In Malaysia, it’s no secret that you could be imprisoned for sodomy, convicted for cross-dressing, and thrown into ‘anti-gay’ camps for ‘effeminate’ behavior. The Penal Code 377 explicitly forbids sodomy and ‘carnal intercourse against the order of nature,’ and former Prime Minister Najib Razak has compared LGBT groups to Islamic State terrorists for influencing the nation’s youth.
With such unambiguous hostility towards the LGBT community, it’s no wonder they have gone underground or decided to find repose elsewhere.
When asked if the situation in Malaysia is getting any better, a 25-year-old citizen, who does not wish to be named said: “Yes and no. The younger generations who are more exposed to global news are more okay with it now, but the growing number of extremists in Malaysia can be quite worrying for me too.”
Indeed, it seems as though there is a growing militantism and more ‘well-meaning’ efforts to lead the ‘stray’ back to the ‘straight’ path. In 2017, an 18-year-old boy was burned and beaten to death for being a pondan (a derogatory term for a transgender person), a 26-year-old transgender woman was knifed and shot dead a few months later, and a local newspaper recently published a ‘checklist’ on identifying potential gay and lesbian people.
But just because the conversation is suppressed, doesn’t mean that it’s non-existent. Social media star Arwind Kumar has released a video in response to Sinar Harian’s ‘checklist’, saying: “It’s so disappointing to see how people actually waste time posting articles like this on newspapers instead of spreading actual awareness, actual education, which can actually save the lives of many out there.”
His video has received over 100,000 views.
And while it seems that the legal system on gay rights has not budged since pre-Independence, the Malaysian Bar has proved more than willing to hear its advocates out.
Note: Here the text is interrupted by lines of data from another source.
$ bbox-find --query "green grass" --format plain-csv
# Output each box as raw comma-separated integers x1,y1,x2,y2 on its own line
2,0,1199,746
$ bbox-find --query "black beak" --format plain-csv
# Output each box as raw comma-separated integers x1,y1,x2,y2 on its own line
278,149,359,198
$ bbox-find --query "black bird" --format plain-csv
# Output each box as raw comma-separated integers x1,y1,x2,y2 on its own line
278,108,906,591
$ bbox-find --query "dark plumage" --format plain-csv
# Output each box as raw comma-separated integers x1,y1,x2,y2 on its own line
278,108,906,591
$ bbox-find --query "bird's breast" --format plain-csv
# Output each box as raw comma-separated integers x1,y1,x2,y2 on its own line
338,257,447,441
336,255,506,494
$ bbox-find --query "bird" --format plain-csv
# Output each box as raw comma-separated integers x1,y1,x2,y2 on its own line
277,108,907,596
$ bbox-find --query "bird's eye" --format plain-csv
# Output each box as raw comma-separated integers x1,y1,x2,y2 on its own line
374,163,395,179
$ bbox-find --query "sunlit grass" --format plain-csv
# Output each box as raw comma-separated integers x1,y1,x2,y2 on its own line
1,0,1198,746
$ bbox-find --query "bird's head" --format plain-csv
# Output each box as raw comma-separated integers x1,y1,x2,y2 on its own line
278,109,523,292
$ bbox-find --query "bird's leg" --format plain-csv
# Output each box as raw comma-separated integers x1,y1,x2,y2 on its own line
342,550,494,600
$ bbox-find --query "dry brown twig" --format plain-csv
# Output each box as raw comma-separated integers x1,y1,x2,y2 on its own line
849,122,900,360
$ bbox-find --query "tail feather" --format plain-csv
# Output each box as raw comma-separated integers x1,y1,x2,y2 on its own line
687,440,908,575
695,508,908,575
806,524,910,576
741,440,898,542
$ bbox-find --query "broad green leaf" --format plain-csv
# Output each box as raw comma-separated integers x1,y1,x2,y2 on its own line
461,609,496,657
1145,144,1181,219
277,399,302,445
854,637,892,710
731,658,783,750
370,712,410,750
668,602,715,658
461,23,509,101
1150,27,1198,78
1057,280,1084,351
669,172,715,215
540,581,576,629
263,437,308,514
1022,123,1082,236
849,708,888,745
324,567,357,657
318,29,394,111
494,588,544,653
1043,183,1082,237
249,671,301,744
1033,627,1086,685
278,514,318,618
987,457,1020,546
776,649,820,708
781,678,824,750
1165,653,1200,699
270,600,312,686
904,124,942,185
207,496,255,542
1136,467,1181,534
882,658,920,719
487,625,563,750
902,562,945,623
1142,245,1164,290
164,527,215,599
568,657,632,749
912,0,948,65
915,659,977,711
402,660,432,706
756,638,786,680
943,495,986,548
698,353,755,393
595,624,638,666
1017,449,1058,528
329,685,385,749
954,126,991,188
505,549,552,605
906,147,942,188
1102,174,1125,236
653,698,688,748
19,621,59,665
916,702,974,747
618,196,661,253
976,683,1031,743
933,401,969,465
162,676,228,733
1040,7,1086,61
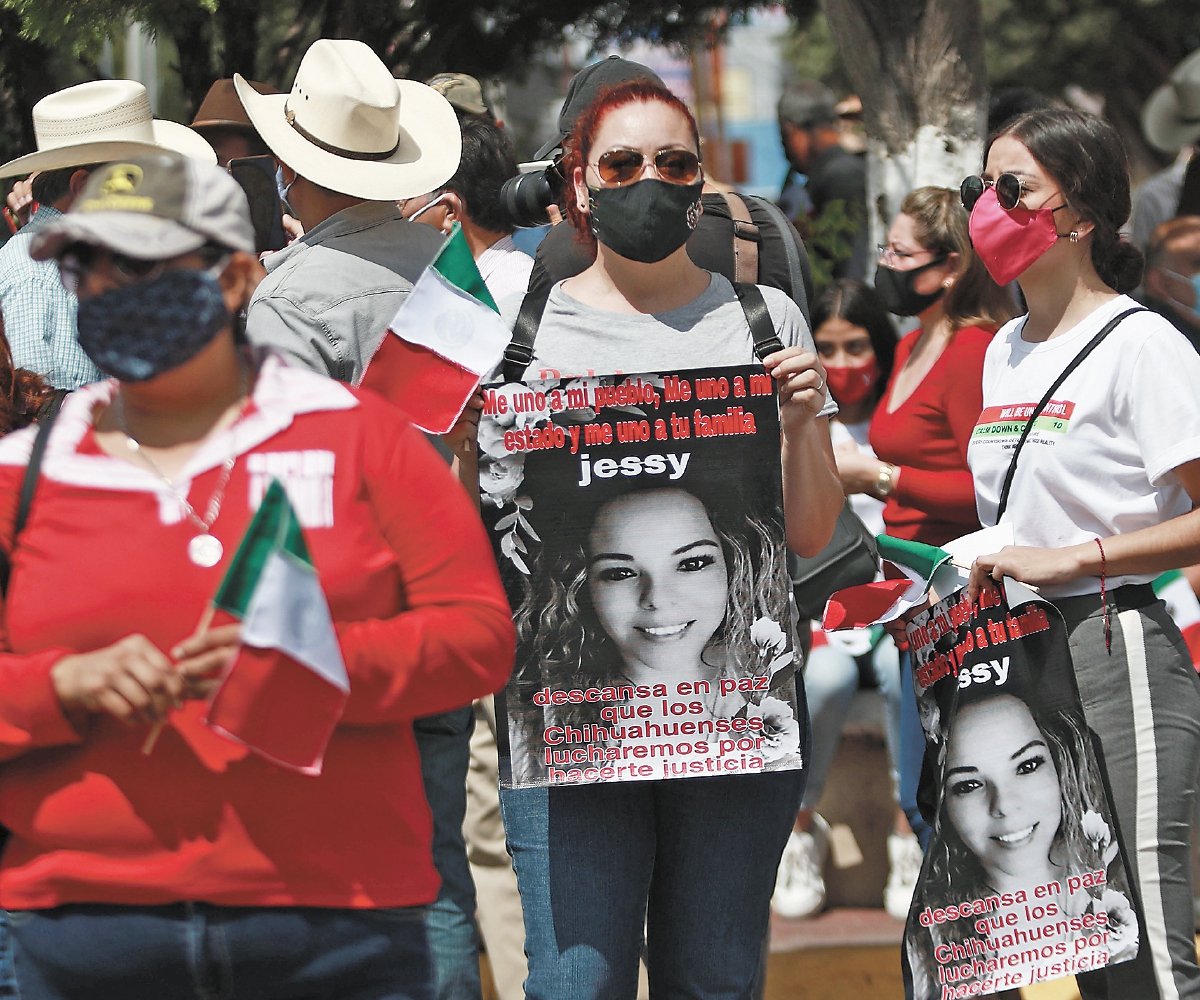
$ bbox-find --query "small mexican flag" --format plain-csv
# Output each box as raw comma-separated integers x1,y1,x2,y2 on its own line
205,480,348,774
361,222,511,433
822,536,952,632
1154,569,1200,671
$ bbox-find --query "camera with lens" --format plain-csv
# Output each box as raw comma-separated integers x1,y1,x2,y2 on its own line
499,155,564,229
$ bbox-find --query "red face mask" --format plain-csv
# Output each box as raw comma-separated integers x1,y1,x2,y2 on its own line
967,186,1061,286
824,360,880,408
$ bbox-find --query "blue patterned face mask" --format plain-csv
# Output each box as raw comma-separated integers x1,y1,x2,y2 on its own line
76,265,230,382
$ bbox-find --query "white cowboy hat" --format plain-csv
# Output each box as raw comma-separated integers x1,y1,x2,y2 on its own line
235,38,461,201
0,79,216,178
1143,48,1200,154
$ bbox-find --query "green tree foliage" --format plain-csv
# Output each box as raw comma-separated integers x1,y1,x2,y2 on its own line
0,0,770,162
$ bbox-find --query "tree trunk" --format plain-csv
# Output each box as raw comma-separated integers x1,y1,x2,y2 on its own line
819,0,987,255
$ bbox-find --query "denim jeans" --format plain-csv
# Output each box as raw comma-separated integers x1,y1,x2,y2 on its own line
0,910,14,999
801,634,901,808
499,770,805,1000
415,707,482,1000
7,903,433,1000
896,649,932,849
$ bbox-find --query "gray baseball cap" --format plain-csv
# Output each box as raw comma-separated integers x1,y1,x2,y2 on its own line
32,151,255,262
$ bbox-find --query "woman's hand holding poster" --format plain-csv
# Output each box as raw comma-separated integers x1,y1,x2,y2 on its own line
478,366,805,789
834,547,1140,998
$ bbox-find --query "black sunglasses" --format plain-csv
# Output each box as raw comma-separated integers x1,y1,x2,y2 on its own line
57,242,164,295
960,173,1026,213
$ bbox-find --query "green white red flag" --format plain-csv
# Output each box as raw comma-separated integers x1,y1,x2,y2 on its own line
205,480,348,774
822,536,952,632
360,222,511,433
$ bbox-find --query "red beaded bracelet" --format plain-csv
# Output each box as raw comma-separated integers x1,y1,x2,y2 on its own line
1095,537,1111,654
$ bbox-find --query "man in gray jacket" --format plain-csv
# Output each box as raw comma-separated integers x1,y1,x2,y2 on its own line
239,39,487,1000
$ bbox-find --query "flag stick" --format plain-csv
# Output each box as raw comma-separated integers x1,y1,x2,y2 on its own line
141,603,216,755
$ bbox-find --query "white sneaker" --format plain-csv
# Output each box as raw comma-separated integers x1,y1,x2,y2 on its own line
771,814,830,919
884,832,923,921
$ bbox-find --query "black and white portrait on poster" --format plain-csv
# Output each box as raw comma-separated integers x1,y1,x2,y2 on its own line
477,365,806,789
903,584,1140,999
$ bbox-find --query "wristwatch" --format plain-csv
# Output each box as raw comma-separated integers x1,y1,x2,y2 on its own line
875,462,896,499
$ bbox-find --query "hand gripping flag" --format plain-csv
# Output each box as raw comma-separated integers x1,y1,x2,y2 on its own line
360,222,511,433
205,480,349,774
822,536,952,631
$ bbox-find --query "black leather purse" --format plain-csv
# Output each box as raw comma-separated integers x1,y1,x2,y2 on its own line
789,501,879,621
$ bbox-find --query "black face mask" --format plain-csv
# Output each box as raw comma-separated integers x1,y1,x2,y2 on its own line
873,255,948,317
587,178,704,263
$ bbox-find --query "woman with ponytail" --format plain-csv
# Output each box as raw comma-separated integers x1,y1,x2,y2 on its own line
964,107,1200,999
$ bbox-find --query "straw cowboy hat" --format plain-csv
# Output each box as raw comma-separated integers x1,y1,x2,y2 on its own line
235,38,461,201
0,79,216,178
1143,48,1200,154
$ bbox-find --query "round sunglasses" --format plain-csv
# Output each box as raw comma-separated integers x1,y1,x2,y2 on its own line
960,173,1027,212
591,147,702,187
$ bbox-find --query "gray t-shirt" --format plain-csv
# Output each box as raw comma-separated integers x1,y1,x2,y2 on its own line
500,272,835,418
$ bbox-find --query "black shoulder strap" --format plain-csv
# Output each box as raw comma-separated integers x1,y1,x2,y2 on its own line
502,284,552,383
995,307,1147,523
744,193,813,326
0,390,67,596
733,282,784,361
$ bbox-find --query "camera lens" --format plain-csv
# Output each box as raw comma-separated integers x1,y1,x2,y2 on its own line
500,167,555,228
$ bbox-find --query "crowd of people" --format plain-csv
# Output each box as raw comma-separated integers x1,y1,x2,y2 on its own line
0,29,1198,1000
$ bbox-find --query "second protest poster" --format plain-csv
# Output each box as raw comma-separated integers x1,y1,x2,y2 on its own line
904,583,1140,999
478,365,805,789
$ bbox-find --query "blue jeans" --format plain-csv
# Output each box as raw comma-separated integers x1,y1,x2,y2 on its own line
415,708,481,1000
801,634,901,808
7,903,432,1000
0,910,14,999
499,770,805,1000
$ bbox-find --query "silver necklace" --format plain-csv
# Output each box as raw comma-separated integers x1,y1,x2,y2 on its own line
114,372,250,568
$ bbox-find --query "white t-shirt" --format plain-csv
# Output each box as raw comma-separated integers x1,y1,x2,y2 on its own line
967,295,1200,599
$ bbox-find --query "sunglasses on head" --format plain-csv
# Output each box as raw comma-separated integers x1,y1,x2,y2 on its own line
959,173,1028,212
592,147,702,187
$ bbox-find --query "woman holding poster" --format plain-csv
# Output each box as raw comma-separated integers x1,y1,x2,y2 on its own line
965,107,1200,998
492,78,843,999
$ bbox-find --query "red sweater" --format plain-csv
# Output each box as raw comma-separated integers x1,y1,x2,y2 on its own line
869,325,992,546
0,356,514,909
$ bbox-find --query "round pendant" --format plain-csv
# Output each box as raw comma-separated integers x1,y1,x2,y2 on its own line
188,533,224,568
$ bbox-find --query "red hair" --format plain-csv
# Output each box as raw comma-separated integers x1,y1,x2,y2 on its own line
561,79,701,242
0,315,51,433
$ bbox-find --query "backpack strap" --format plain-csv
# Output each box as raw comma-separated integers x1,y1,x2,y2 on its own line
744,193,813,326
0,389,67,596
994,307,1147,523
733,282,784,361
502,283,552,383
719,190,760,285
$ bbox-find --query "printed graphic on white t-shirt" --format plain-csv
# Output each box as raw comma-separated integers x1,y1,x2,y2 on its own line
970,399,1075,450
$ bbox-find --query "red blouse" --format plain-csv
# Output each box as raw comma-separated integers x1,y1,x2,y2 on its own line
869,325,993,546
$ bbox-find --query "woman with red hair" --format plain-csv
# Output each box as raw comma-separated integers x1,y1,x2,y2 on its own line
496,78,843,998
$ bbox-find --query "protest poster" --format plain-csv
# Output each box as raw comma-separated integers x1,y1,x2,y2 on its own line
902,581,1139,999
477,366,805,789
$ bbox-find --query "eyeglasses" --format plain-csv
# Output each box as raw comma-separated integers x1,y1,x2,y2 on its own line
58,243,165,295
877,245,939,267
58,242,227,295
960,173,1030,212
591,147,702,187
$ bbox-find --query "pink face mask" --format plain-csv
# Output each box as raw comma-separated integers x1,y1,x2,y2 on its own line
967,187,1062,286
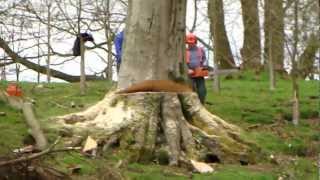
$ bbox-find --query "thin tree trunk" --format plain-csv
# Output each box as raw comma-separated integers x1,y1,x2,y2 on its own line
208,0,236,69
0,56,5,80
264,0,285,73
0,27,5,81
291,0,300,126
240,0,261,72
105,0,113,80
78,0,86,95
11,17,19,82
213,38,220,92
80,37,86,95
268,24,275,91
47,3,51,83
37,22,41,83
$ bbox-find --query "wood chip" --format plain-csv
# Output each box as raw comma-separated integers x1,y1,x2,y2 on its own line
82,136,97,153
190,160,214,173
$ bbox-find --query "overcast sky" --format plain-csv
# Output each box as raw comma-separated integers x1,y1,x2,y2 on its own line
2,0,245,82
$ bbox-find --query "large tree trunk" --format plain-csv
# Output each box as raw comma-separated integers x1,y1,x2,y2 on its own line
118,0,188,89
208,0,236,69
51,0,259,166
240,0,261,72
264,0,285,73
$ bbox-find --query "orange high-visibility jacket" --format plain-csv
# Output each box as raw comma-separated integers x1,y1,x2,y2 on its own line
186,47,208,77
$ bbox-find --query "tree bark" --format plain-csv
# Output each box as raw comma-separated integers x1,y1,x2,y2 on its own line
50,0,259,166
105,0,113,80
80,37,86,95
208,0,236,69
268,25,276,91
46,2,52,83
118,0,188,89
78,0,86,95
240,0,261,72
291,0,300,126
264,0,285,73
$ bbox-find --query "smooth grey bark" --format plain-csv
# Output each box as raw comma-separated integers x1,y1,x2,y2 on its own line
80,37,86,95
78,0,86,95
118,0,187,89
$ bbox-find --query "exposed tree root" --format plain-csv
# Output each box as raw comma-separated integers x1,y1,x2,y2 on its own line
52,91,259,165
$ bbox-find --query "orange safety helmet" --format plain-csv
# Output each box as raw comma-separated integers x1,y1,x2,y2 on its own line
186,33,197,44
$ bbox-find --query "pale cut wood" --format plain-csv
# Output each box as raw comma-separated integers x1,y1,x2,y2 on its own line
53,91,258,164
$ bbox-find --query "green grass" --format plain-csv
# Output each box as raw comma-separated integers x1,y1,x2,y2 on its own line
0,72,318,179
193,165,276,180
125,163,189,180
0,101,28,154
46,152,102,175
206,72,318,127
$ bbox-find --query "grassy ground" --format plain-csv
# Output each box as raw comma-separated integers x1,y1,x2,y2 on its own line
0,72,319,179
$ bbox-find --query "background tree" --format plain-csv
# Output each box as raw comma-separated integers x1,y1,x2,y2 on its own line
45,0,52,83
264,0,285,75
240,0,261,74
208,0,236,69
78,0,86,95
296,0,320,79
290,0,300,126
298,33,320,79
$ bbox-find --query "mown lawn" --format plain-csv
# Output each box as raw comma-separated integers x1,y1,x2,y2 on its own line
0,72,318,179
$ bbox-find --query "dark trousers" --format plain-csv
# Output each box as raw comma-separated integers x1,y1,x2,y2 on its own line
116,63,121,73
191,77,206,104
This speech on gay rights was the winner in the Human Rights Debate-Public Speaking Competition in 2008.
“I do not speak for the person I love,” said the speaker. “Neither do I speak on behalf of the estimated 350,000 gays and lesbians in Malaysia. Rather, I speak on behalf of humanity as a whole, because our fate is intertwined. When one man is not free, all are bound.”
She added: “I also hope that you will join me in the cause to uphold gay rights. But if that is too much to ask of you, then I appeal for tolerance.”
Local LGBT rights activists have also been fighting against the country’s general air of homophobia. In response to the health ministry’s national film competition with its implicit theme of preventing homosexuality, activists Nisha Ayub and Pang Khee Teik have expressed their shock.
“This is encouraging discrimination, hatred, and even violence towards the minorities,” says Ayub.
Elsewhere, the annual sexuality rights festival, Seksualiti Merdeka, has been banned since 2011, but Rainbow Rojak, one of KL’s longest-running queer community nights, is still going strong. And the youth-led newspaper R.AGE is raising awareness on school-level bullying against students who are mocked and tyrannized for being ‘soft’ and ‘pondan.’
Disney’s The Beauty and the Beast was also originally banned for release in Malaysian cinemas due to its supporting of gay character, Le Fou, but the decision was reversed later after the reviewing committee decided that the scenes were not offensive.
So is there hope for the LGBT community in Malaysia? Is Malaysia becoming more open-minded?
Says 24-year-old Lee*: “The younger generations, definitely. It’s different now for them, compared to us Gen Y who grew up in a different kind of childhood. Some of them are even more expressive and find it easier to be themselves these days.”
However, Lee also adds: “I cannot say the same for the older generations but there are some who are very open to the idea and very accepting of their children. It’s really heartwarming to read these happy stories when I see them trending on social media.”
*Real names have been concealed to protect anonymity.